Worst Moment: In a meeting with a C-suite member, a manager, and a coworker, the C-suite member told all of us some pretty awful things about a person outside the company (I’ll call him Andrew). The C-suite member was being absolutely callous about very sensitive topics (which Andrew was dealing with), and my coworker made horrified sounds. I expressed my discomfort to the manager using our internal messaging system, and he told me that he just reminded my coworker that she signed an NDA because of how the conversation was going. When my coworker left the meeting, the C-suite member told us that he wanted my coworker to “use her feminine charms” to talk to Andrew, as he was a lifelong womanizer, she’s young and bright, and he’d definitely open up to her. I was very uncomfortable that he was using my coworker for that purpose, and said as much to HR and my manager. They didn’t do anything other than tell me how I can tell the C-suite member why that’s not appropriate. (For reference, I don’t work in HR. If I did, this would be more appropriate.)

I Have Given Up On: I’ve given up on telling the story of how I’ve been treated at my company for fear of being fired, sued, or never working in STEM again. I’ve given up on being paid an industry-standard salary.

I’m Afraid: Every time I go to a work event, my friends and I check in with each other to make sure none of the sleazy men at our company have talked to us. I’m constantly looking over my shoulder. Every time a male coworker says something inappropriate to me, I feel like tearing my skin off is the only way to be clean again. I’m afraid that feeling will never go away.
My coworkers say that they love working at our company because there are a lot of strong personalities here and they’re allowed to be themselves at work due to the work culture. I have a strong personality hidden under fear, and that’s not fair.

This Has Cost Me: Approximately $1,200/year for therapy costs, $300/year for psychiatrist costs, and $100/year for daily anxiety medication. This doesn’t include psychiatric hospitalization costs when it gets to a breaking point.

Something You Should Know: I want to go back to school to become a biochemist so I can do research on the chemical nature of anxiety and how to work with that from a medical perspective. It’s funny that working in STEM has given me so much anxiety, and therefore I want to further entrench myself in the field in order to alleviate anxiety for others in the future.

Is There a Bright Side: I feel like my work is worth something. I’m not sure it’s worth the harassment I endure. But I do know it’s important.

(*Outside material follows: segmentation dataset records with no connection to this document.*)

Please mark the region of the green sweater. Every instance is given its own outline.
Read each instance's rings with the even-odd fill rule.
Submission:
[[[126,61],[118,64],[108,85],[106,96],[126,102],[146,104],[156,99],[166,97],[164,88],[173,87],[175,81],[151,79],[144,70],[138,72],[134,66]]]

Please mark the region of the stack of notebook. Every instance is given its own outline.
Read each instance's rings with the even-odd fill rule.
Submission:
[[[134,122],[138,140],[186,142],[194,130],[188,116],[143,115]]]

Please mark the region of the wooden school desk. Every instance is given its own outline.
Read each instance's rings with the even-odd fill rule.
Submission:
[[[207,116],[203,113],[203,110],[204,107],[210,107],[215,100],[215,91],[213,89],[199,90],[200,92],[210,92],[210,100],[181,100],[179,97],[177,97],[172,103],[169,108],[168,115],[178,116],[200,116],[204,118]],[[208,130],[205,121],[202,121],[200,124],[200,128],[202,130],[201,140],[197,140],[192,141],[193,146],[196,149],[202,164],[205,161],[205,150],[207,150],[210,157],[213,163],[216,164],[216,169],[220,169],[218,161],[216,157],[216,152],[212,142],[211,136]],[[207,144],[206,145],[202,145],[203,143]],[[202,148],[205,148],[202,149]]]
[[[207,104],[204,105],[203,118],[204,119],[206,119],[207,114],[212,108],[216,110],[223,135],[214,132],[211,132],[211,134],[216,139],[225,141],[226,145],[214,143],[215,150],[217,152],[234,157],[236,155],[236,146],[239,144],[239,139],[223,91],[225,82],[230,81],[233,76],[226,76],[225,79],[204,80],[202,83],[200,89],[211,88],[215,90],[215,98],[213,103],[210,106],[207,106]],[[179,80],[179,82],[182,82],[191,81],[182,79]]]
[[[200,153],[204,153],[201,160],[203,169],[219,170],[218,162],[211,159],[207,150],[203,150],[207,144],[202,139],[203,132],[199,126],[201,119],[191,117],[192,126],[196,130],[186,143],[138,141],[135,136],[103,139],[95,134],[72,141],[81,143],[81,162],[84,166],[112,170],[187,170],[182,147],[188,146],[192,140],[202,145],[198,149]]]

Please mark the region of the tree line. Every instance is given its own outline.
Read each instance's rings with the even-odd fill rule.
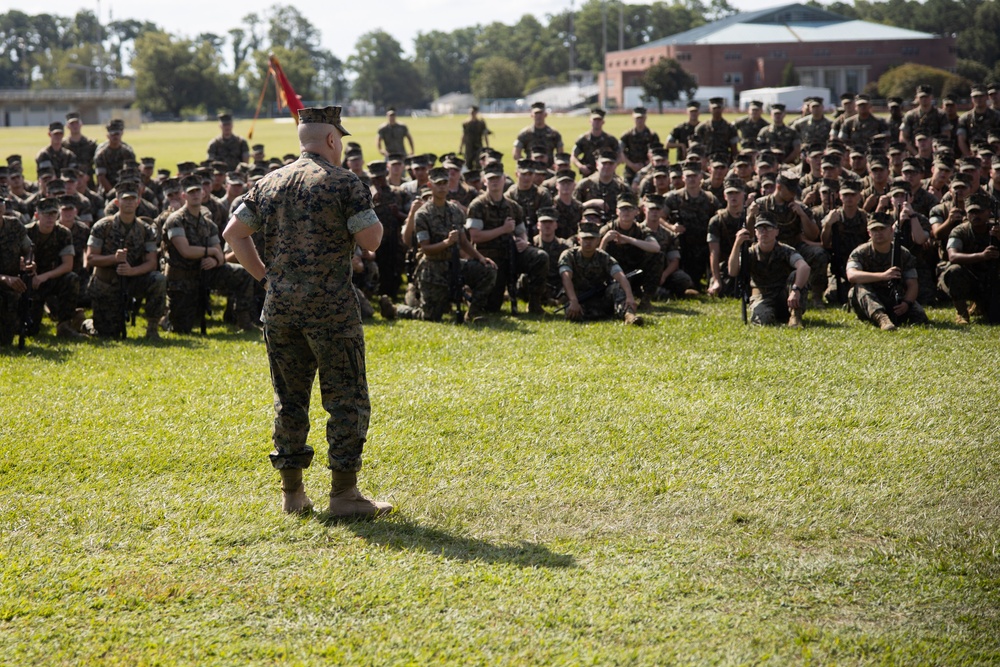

My Fight Song: Buried Alive, by Avenged Sevenfold. It seems depressing (the closing lyrics are “this is now your life, die buried Alive”) but screaming “get your fucking hands off me!” in the middle of the song is somehow empowering.

Secret Weapon: I take incredibly detailed notes about everything that happens at work. Names, dates, exact quotes, screenshots of  conversations– everything. This is partially because I work in an at-will state and if I’m fired, I need to have fodder for a wrongful termination lawsuit. But it’s mostly because I like knowing that this is going to come out, and when it does, I’m going to take every last one of these absolute pieces of shit down. I remember reading about a Japanese-American man who started keeping a diary on December 7th, 1941. When I read that, I thought what it must be like to know that history was going to get weird and only you can tell the story that’s happening. That’s how I feel right now.